Ghemawat, Sanjay, Howard Gobioff, and Shun-Tak Leung. "The Google file system." ACM SIGOPS operating systems review. Vol. 37. No. 5. ACM, 2003.

Paper link: http://research.google.com/archive/gfs.html

1. As another paper from google, one of successful model in google is to use many cheap commodity hardware to achieve high scale and good performance with low cost. Since the number of machines are high (hundreds or thousands) and the hardware is cheap, that means the hardware failure is norm. The core logic for HA and fault tolerance is in software to deal with these hardware failures. This is in contrast to use reliable but expensive hardware, which cost more in hardware and has less demand in software.

To deal with hardware failure in design phase. The basic idea it replica and quick start (with logging). Google file system (GFS) uses one master server and many chunk servers. Each chunk of data is duplicate on multiple chunk servers. To handle master failure, GFS uses a shadow master (which is slightly delayed in time from the master) and can replace the master by replaying the action logs from master.

2. To achieve high performance with a simple design, GFS does not stick to existing standard file system interface (such as POSIX interface). GFS designers analyzed the work load and discard some normal file system feature and APIs. The benefit is the new interface is cleaner and easier to scale. The drawback is the application has to be re-written to use new APIs.

First example of such design is they use 64MB chunk size, which is much bigger than the one in a normal file system. The rationale is that the most work loads are using huge files. Bigger chunk size means less metadata and easier to scale. The drawback is internal fragmentation. Also, GFS uses checksums for each 64KB data inside the chunk to detect data corruption with finer granularity.

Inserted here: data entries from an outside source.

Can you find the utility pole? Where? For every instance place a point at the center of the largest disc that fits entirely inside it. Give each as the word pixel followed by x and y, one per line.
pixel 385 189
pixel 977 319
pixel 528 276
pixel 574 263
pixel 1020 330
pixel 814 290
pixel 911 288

Another example is the modification to append to file API. The new append does not allow the caller to pass in the offset. Instead, the server (master) will decide that, and returns offset to the caller. This makes concurrent appending from many clients much easier to implement.

Yet another example is the GFS discards the inode concept. The directory metadata does not contains the files inside the directory. The goal is to avoid the bottleneck when multiple files need to be modified in one directory.

3. Lesson learned:
 a) need to understand workload first, and system design can be tailored (optimized) to a specific kind of workload.
 b) standard (old) API can be modified to satisfy new requirements. In this case, there is no backward compatibility issue.